Prepararon trenes, pero la estación estaba a unos veinte kilómetros, de modo que tuvimos que cubrir ese tramo descalzos y sin abrigo. Todavía veo el camino. Todavía veo los tres colores que tiñeron ese camino: el negro del barro, el blanco de la nieve y el rojo de la sangre de nuestros pies. Ya en los vagones, que eran abiertos, empezamos el viaje. Desde lo alto de los puentes, algunos nos tiraban panes porque sabían que estábamos famélicos. Cuando los soldados lo advirtieron, les dispararon con sus rifles, y varios, muertos o heridos, cayeron sobre los vagones todavía con un pan en la mano. Fue una de las grandes lecciones de solidaridad que recibí en mi vida, y que no olvidaré jamás".

Dejan el tren y siguen su marcha a pie. Pero sólo sobreviven los que todavía son capaces de caminar: los otros, los que desfallecen y caen, son rematados a tiros. "Yo fui uno de los que desfallecí. Pero antes de que mis piernas dejaran de responderme, un compañero me cargó a babucha. Todavía me pregunto de dónde sacó fuerzas, ¡de dónde!".

Se acerca el mediodía de este domingo.

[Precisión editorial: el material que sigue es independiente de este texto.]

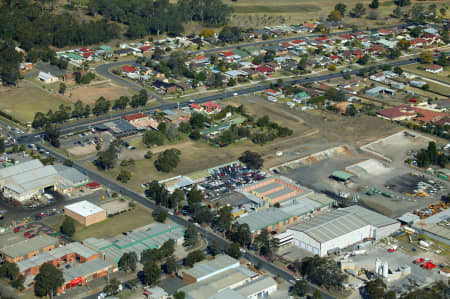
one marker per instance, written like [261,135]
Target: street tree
[341,8]
[426,57]
[194,257]
[358,11]
[234,250]
[68,227]
[159,215]
[151,273]
[112,288]
[128,261]
[191,236]
[252,160]
[300,288]
[48,281]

León mira su reloj: "Tengo que ir a votar -me dice-". Pero aún tiene tiempo para recordar, como sombrías piezas de un puzzle, que "un día vi al monstruo Mengele, y otro día vi volver a la barranca a un compañero al que le habían cortado los testículos para hacer un experimento genético, y otro día aprendí el ruego que corría por el campo: 'Si sobrevivís, contá. Contá para que el mundo no olvide'".

APENAS UNA ANÉCDOTA

Es 1945. La guerra ha terminado. Hitler se ha pegado un tiro. Del Tercer Reich sólo quedan ruinas. León Grzmot elige el lado norteamericano. Lo llevan a Suecia, "donde aprendí el valor de la palabra libertad, la más hermosa del idioma". Lo rehabilitan en un hospital, trabaja duramente, conoce a Janka, se casa con ella, y en 1952 llega a la Argentina. Empieza a trabajar en un taller metalúrgico de Villa Devoto y a estudiar ingeniería.

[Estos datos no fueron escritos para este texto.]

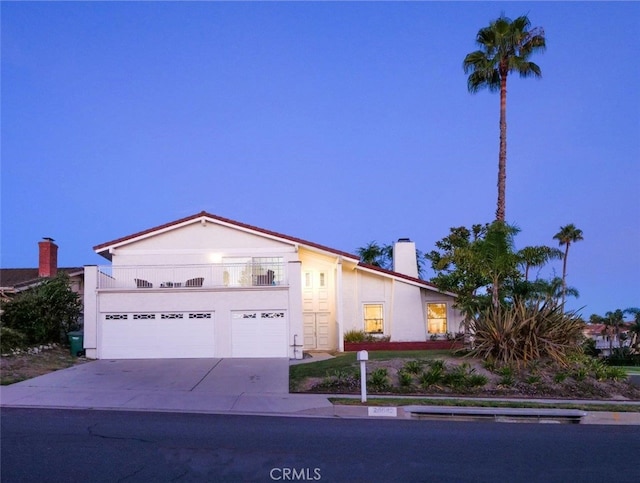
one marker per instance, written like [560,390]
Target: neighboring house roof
[18,279]
[104,248]
[596,330]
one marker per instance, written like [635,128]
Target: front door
[316,310]
[317,331]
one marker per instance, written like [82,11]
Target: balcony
[190,277]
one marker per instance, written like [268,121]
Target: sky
[338,123]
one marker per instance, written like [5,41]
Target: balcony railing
[192,276]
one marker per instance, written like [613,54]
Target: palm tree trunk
[564,273]
[502,155]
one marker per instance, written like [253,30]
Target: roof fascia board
[399,277]
[204,216]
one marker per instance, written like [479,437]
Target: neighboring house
[605,340]
[206,286]
[16,280]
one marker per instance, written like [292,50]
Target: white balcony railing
[191,276]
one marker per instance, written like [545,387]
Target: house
[606,339]
[207,286]
[16,280]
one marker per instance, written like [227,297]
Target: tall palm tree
[567,235]
[634,329]
[537,256]
[505,47]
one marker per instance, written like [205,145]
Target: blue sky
[339,123]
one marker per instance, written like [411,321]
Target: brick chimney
[404,257]
[48,266]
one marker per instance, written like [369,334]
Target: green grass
[346,361]
[620,408]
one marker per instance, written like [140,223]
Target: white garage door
[259,334]
[157,335]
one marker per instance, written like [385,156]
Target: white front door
[317,330]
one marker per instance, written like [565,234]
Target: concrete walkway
[231,386]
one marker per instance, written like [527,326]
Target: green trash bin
[76,342]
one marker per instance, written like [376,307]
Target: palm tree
[374,254]
[537,256]
[505,47]
[635,327]
[567,235]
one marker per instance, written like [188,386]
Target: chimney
[404,257]
[48,266]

"Es paradójico: en Auschwitz conocí máquinas de tecnología avanzada, y gracias a eso me abrí camino en el taller. Era capaz de hacer seis bulones en menos tiempo del que tardaba un operario común para hacer dos. Progresé trabajando doce, catorce horas por día, y sin dejar de estudiar. Llegué a tener una empresa. Pero, ¿sabe, Alfredo? Mi historia no tiene ninguna importancia. Es apenas una anécdota si no sirve como mensaje. Y mi mensaje es éste: nunca olvidemos el Mal, pero trabajemos para que cada día prevalezca el Bien. Borremos de nuestro idioma la discriminación. Jamás digamos 'este negro, este amarillo, este judío, este…', porque así empieza el camino hacia el horror. Jamás creamos que aquella pesadilla es sólo historia, porque las pesadillas pueden repetirse. Honremos, en cada pequeña buena acción, a la especie humana. A esta especie que los criminales despreciaron y desprecian todavía. Porque hay muchos genocidios en el mundo, aunque no lleven el signo de la cruz esvástica…".

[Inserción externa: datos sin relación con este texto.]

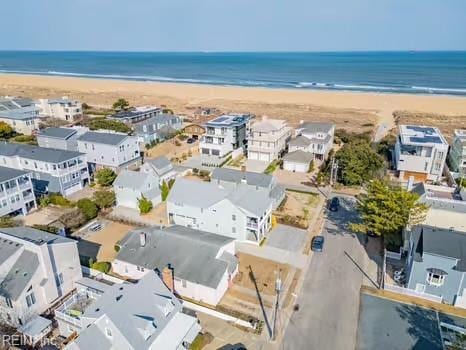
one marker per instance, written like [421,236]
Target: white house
[20,113]
[225,134]
[59,108]
[126,316]
[420,151]
[268,139]
[110,150]
[242,212]
[457,155]
[298,161]
[53,170]
[16,192]
[130,186]
[161,167]
[315,138]
[37,269]
[202,264]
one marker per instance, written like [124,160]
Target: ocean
[405,72]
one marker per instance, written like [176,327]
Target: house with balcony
[136,114]
[53,170]
[126,316]
[20,113]
[37,269]
[157,128]
[111,150]
[203,264]
[60,138]
[436,263]
[457,155]
[315,138]
[16,192]
[231,178]
[225,134]
[60,108]
[420,152]
[268,139]
[239,211]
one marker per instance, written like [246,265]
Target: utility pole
[278,287]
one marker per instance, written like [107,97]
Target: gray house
[436,262]
[130,186]
[60,138]
[231,178]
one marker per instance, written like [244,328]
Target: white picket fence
[411,292]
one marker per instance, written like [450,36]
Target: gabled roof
[236,176]
[49,155]
[106,138]
[443,242]
[11,173]
[299,157]
[58,133]
[191,253]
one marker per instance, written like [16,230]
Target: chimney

(Post scriptum: León murió el 19 de junio de 2013. Janka, su mujer, en 2015 todavía pudo estar en la que ahora se llama Marcha de la Vida: dolorosa por los recuerdos, pero también luminoso símbolo de la resistencia humana hasta más allá de los límites. Y del amor. Ese indomable sentimiento que unió a León y a Janka a pesar de sus años en el infierno).